Poppy came to pick us up, and I'm pretty sure he was more excited to see the boys than vice versa. They were like, "oh hey dad." HA!
When we got home, Oliver had just gotten home as well, and was crashed out on the couch. Again, just the gradual decline as we go through these 5 days. He feels like basically total crap. It is so helpless. As a mom, like when Owen was puking, I gave him peppermint and some homeopathic treatment that always helps with an upset stomach. Something of Oliver's level- the cancer/chemo level- you are at the mercy. You can't really just give a pill to help. You can try and hope it takes the edge off, but it's SO much bigger than that. The chemo is just wrecking his body, and so while there are methods that help, it's still mostly just moderately helping but you can't take it away. It is the worst feeling in the world to know that you can't really take the pain away fully or make it better.

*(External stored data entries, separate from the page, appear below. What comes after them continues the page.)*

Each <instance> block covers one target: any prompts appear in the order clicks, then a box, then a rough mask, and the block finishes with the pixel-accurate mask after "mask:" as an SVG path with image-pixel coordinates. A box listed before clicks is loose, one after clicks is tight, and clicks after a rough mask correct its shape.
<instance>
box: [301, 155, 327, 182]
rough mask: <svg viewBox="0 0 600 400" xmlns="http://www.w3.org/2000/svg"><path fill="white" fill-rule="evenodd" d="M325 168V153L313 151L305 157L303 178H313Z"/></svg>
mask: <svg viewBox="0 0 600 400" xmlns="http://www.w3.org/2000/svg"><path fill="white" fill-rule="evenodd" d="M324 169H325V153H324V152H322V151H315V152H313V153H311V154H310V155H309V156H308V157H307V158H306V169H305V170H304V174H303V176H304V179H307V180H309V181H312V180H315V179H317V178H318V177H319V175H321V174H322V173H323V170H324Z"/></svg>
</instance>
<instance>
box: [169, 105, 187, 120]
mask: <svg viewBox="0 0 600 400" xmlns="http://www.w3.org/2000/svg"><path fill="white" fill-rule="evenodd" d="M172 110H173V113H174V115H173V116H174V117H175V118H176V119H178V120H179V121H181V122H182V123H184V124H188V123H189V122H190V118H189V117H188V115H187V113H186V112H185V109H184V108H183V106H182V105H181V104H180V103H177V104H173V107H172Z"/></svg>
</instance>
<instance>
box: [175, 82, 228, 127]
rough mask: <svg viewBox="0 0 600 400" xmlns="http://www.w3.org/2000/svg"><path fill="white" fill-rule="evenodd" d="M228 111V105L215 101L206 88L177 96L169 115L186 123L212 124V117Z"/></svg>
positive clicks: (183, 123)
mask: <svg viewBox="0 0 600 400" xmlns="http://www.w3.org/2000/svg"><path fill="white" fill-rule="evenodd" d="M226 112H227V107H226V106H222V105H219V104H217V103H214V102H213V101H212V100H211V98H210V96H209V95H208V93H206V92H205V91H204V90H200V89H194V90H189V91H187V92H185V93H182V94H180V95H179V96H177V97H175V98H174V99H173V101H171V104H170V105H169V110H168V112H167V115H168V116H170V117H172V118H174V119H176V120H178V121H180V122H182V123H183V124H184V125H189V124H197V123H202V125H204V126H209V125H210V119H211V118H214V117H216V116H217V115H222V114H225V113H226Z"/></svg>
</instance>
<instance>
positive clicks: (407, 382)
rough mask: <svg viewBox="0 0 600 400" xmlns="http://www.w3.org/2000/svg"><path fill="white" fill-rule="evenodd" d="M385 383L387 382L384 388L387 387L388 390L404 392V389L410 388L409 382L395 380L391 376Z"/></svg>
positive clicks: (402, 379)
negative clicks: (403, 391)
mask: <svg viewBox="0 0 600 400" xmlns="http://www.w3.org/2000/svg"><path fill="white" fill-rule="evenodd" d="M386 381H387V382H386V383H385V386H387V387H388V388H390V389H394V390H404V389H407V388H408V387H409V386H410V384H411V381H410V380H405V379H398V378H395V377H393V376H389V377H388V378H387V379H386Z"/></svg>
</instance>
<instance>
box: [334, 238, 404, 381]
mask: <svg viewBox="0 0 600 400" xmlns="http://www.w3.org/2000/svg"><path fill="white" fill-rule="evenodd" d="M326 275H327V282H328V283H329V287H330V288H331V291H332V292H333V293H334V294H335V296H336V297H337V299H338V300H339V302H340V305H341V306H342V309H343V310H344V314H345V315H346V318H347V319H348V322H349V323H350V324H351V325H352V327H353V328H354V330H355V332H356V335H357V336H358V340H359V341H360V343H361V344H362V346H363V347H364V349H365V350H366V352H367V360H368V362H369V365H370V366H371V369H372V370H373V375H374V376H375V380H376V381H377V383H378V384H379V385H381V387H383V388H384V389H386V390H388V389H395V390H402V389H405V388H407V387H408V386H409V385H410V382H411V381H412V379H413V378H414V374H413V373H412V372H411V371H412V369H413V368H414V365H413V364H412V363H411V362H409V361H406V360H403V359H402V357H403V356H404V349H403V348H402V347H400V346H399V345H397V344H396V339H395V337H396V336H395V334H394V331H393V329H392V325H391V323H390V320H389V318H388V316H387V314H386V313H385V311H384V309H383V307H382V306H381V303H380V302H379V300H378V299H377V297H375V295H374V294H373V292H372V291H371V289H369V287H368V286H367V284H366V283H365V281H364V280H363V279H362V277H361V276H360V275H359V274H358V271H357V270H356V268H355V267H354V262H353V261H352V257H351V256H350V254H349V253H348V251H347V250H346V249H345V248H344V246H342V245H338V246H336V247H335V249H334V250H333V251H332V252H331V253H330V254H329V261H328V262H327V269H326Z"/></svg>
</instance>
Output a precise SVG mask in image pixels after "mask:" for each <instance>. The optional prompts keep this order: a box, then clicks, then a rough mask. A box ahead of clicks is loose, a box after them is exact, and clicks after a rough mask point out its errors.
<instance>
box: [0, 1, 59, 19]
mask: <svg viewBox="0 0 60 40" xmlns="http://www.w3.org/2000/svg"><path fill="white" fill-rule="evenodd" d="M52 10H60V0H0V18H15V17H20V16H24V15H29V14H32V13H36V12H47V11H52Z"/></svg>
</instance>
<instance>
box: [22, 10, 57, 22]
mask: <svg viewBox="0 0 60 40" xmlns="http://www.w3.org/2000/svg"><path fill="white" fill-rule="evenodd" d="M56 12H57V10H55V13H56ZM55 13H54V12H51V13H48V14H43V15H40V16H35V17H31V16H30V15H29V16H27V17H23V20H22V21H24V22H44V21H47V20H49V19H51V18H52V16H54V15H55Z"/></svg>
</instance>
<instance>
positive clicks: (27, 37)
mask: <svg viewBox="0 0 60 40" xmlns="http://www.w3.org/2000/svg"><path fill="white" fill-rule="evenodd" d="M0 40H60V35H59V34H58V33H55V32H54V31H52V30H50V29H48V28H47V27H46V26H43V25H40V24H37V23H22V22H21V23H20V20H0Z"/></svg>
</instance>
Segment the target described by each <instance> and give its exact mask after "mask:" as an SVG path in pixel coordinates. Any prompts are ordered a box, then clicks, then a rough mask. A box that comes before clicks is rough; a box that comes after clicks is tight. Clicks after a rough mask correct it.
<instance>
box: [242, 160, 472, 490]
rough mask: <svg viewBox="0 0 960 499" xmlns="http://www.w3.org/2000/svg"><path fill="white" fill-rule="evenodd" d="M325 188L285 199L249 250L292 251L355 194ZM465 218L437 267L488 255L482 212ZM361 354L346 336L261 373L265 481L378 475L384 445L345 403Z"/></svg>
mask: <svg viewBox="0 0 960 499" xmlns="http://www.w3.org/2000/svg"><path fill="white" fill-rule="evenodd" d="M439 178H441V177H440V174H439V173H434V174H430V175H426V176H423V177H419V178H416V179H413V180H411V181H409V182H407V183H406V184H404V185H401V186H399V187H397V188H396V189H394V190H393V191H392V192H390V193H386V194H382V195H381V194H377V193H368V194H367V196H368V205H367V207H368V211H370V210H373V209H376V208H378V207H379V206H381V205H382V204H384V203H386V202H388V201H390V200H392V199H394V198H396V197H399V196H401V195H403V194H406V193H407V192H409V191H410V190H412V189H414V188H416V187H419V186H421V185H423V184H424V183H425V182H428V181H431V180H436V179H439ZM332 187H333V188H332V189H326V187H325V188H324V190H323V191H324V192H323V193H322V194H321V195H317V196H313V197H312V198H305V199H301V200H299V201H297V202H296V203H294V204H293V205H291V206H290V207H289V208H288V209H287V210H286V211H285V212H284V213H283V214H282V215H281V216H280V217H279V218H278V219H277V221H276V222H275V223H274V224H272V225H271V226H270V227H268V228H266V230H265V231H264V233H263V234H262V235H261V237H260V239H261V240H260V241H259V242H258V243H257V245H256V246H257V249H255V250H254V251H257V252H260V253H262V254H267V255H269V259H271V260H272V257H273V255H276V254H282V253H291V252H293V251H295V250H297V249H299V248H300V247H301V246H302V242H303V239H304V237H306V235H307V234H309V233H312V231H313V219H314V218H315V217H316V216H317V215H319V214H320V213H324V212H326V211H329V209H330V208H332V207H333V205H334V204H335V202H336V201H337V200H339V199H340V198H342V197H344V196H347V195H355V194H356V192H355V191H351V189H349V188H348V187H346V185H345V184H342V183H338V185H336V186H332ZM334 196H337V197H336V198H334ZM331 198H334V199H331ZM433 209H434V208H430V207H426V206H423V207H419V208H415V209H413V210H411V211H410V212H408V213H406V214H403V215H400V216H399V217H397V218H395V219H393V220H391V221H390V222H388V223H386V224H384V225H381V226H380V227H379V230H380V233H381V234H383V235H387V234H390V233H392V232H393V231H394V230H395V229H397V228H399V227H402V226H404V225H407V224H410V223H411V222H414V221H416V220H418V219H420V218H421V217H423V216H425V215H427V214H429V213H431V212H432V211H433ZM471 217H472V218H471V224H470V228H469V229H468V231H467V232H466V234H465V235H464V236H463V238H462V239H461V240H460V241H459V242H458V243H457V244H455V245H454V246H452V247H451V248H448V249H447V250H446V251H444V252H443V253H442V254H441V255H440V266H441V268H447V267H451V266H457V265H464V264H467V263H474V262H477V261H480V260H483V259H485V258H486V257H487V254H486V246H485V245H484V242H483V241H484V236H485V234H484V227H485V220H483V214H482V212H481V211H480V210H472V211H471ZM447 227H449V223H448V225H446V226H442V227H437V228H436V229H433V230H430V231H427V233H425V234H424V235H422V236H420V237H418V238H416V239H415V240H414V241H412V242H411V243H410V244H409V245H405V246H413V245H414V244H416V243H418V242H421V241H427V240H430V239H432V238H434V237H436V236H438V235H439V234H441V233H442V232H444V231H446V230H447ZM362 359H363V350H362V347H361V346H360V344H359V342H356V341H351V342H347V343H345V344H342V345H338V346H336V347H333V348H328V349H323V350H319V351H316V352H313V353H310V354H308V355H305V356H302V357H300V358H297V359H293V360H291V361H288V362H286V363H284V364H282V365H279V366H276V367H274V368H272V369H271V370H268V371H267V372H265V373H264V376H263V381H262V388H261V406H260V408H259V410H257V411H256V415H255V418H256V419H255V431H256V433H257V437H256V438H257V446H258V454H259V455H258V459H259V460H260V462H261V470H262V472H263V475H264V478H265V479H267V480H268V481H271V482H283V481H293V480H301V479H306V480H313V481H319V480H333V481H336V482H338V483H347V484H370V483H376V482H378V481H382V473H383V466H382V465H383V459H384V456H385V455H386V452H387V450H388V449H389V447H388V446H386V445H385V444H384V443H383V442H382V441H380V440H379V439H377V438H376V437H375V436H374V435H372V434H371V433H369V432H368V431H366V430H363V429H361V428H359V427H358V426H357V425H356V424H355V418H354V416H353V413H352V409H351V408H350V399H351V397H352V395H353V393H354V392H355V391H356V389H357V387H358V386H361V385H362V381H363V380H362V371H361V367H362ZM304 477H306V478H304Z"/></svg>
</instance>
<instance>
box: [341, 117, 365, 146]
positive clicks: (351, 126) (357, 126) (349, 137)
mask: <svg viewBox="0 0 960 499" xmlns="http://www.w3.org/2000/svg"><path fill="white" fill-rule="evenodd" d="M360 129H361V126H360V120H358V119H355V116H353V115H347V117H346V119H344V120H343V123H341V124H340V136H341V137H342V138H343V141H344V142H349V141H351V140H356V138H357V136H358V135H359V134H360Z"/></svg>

Our #oliverstrong photo of the day goes to our favorite nurse, Casey. Granted, she has a million cancer patients, but Justin gave her a bracelet and told her that while she didn't have to wear it every day, she could look at it when she was having a bad day to remember all the good that she does. She's amazing- shoot, most all of the nurses we have had have been nothing short of exceptional.
Two more days left of this 5 day block. A very different looking 4th of July than in years past. But, we will make it. Two days. Two days left. Keeping up the fight. Oliver is stronger, more of a trooper and a full warrior than any of us combined, but we are fighting for him as his body gets beaten by this treatment and gets weaker, especially in the moments he can't always fight for himself. #oliverstrong.